Locust is an open-source, load-testing tool built on Python. I was recently tasked with setting up Locust to hammer away at Sycamore’s new load-balancer, but when I set out to use an available utility server, I discovered that it didn’t have the version of Python I needed. We don’t generally work in Python—in fact, we don’t have a single Python developer on the team—so I was reluctant to update or otherwise reconfigure the box in question just to support a Python tool.

Enter Docker. If you haven’t heard, Docker is a free tool for containerizing Linux processes. Containers are self-contained sandboxes that share operating system resources while providing totally configurable environments.
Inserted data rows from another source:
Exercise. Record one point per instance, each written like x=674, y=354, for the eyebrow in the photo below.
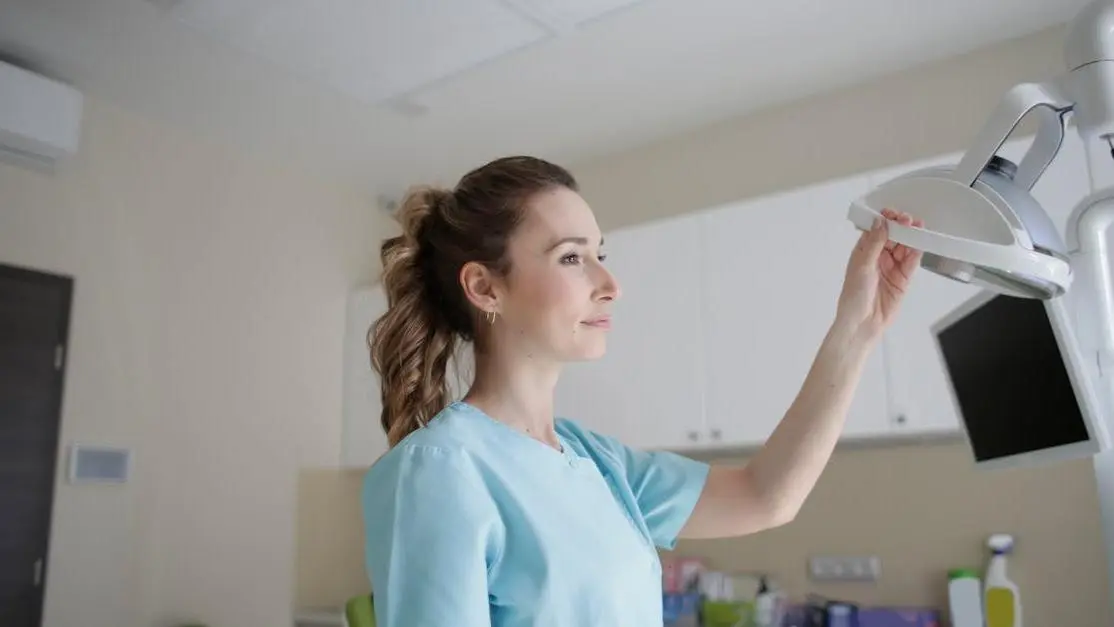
x=580, y=241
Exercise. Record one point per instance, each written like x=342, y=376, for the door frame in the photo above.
x=65, y=284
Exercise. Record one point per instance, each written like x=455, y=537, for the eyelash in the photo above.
x=573, y=258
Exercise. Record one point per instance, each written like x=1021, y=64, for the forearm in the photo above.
x=788, y=467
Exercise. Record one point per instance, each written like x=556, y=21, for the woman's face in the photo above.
x=555, y=303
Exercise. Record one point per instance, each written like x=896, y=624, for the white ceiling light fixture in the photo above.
x=981, y=224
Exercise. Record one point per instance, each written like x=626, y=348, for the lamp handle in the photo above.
x=1008, y=258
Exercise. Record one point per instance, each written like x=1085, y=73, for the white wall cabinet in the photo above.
x=648, y=388
x=772, y=270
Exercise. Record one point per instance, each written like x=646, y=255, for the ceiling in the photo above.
x=388, y=92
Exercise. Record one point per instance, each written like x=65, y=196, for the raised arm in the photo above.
x=770, y=489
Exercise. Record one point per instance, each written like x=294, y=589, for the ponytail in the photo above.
x=412, y=342
x=427, y=313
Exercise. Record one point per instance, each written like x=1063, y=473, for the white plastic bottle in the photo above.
x=965, y=598
x=1002, y=597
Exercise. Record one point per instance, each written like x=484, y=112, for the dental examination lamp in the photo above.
x=984, y=227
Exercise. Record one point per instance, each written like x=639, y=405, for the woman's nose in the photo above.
x=609, y=288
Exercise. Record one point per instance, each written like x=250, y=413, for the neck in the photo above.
x=517, y=391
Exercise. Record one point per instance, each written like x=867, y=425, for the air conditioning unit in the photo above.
x=40, y=118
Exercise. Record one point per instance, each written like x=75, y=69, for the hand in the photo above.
x=878, y=275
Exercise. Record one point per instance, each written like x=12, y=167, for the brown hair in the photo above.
x=427, y=312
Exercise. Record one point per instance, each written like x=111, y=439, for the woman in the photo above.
x=489, y=510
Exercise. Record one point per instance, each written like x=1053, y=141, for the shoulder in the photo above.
x=587, y=441
x=442, y=451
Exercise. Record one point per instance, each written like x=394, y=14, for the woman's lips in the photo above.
x=602, y=322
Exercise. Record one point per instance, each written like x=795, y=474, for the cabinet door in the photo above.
x=773, y=268
x=362, y=439
x=646, y=390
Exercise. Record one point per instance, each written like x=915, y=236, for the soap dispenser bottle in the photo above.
x=1002, y=598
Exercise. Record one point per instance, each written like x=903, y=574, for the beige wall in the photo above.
x=921, y=508
x=206, y=335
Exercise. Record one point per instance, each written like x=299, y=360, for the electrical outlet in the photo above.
x=836, y=568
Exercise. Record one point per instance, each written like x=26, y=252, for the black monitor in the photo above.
x=1017, y=380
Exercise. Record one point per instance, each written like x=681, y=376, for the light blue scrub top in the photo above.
x=470, y=522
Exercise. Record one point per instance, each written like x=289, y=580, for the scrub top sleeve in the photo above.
x=430, y=535
x=665, y=486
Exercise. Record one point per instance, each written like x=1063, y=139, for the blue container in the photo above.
x=681, y=610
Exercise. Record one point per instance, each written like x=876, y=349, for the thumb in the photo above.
x=871, y=243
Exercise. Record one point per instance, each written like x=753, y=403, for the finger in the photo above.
x=872, y=242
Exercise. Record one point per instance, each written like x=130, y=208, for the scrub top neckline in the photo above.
x=566, y=450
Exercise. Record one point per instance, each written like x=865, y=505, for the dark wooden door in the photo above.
x=35, y=310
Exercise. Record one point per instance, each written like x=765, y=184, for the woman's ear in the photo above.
x=480, y=286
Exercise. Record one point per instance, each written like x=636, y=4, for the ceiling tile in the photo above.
x=373, y=50
x=564, y=15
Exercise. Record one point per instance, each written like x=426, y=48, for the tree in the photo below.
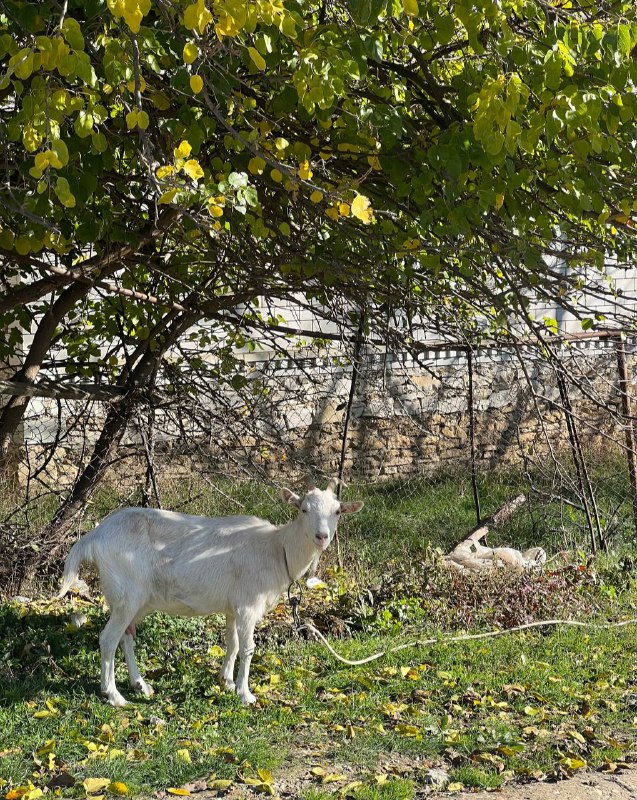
x=165, y=162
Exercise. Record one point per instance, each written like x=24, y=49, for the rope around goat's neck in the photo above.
x=462, y=638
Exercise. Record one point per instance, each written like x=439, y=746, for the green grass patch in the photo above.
x=530, y=704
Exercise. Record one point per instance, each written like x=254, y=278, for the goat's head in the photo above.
x=320, y=511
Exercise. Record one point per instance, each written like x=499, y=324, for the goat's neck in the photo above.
x=299, y=551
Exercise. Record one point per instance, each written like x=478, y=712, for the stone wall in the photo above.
x=406, y=417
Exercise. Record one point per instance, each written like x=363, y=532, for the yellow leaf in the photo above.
x=193, y=169
x=333, y=777
x=362, y=209
x=219, y=785
x=184, y=150
x=257, y=58
x=197, y=16
x=573, y=763
x=17, y=793
x=61, y=153
x=191, y=52
x=196, y=83
x=168, y=197
x=256, y=165
x=305, y=173
x=93, y=785
x=131, y=119
x=131, y=85
x=227, y=26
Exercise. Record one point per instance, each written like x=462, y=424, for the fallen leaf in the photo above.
x=94, y=785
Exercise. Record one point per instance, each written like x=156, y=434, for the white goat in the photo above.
x=150, y=560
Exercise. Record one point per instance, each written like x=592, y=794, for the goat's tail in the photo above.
x=78, y=555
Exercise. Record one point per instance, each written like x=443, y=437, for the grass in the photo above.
x=542, y=703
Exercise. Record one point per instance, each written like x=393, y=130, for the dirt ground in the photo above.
x=590, y=786
x=587, y=786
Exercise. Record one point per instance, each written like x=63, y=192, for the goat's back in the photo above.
x=176, y=562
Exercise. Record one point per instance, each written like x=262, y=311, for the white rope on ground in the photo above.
x=462, y=638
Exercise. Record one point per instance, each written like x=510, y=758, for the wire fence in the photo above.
x=554, y=420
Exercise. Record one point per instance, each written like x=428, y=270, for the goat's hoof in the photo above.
x=142, y=687
x=247, y=698
x=115, y=699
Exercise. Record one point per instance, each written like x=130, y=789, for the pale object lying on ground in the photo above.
x=471, y=556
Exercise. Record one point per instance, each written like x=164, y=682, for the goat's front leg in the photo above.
x=232, y=648
x=109, y=639
x=127, y=643
x=246, y=620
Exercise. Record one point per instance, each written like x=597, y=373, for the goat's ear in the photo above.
x=291, y=498
x=351, y=508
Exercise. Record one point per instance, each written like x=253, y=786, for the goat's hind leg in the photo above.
x=246, y=621
x=127, y=643
x=232, y=648
x=109, y=639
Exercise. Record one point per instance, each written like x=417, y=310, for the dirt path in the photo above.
x=590, y=786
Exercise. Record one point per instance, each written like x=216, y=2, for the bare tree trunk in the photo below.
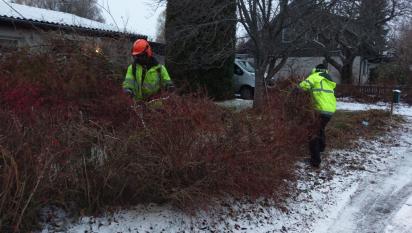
x=347, y=73
x=259, y=98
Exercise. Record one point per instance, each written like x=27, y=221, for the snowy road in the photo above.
x=382, y=202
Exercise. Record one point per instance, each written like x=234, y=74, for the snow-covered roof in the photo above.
x=38, y=15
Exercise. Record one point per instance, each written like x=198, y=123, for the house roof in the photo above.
x=17, y=13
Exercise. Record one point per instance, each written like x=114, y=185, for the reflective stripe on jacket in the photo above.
x=156, y=78
x=322, y=90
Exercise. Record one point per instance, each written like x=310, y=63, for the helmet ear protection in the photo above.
x=321, y=68
x=141, y=46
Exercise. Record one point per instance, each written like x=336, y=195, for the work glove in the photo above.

You can use Docker to spin up a LAMP stack or a Rails app on your local machine without changing any of your local configurations. Plus, it’s ridiculously fast. I run several Docker containers at a time on a modest laptop that, in my experience, can’t even begin to handle Vagrant.

By following Locust’s quick start guide, I soon had a script ready to go despite my limited Python experience. On the first run, I encountered an alarming error, but I discovered a relevant GitHub issue and tweaked my install command accordingly. This is the entire Dockerfile:

FROM python:3

RUN pip install locustio==0.8a2

There are a number of ways to interact with a Docker container, but my preferred method is to lanch with bash as my command and essentially treat it as an ssh session. Having built my new image as “locust” and dropped my script into a “locust” directory, I fired up a container.

sudo docker run -it --name locust -v ~/locust:/locust -p 8089:8089 locust bash

From this point, I continued to follow Locust’s quick start guide from within the container, just as I would have with a normal installation.

As a final note, remember that the -i flag is necessary when restarting the above container.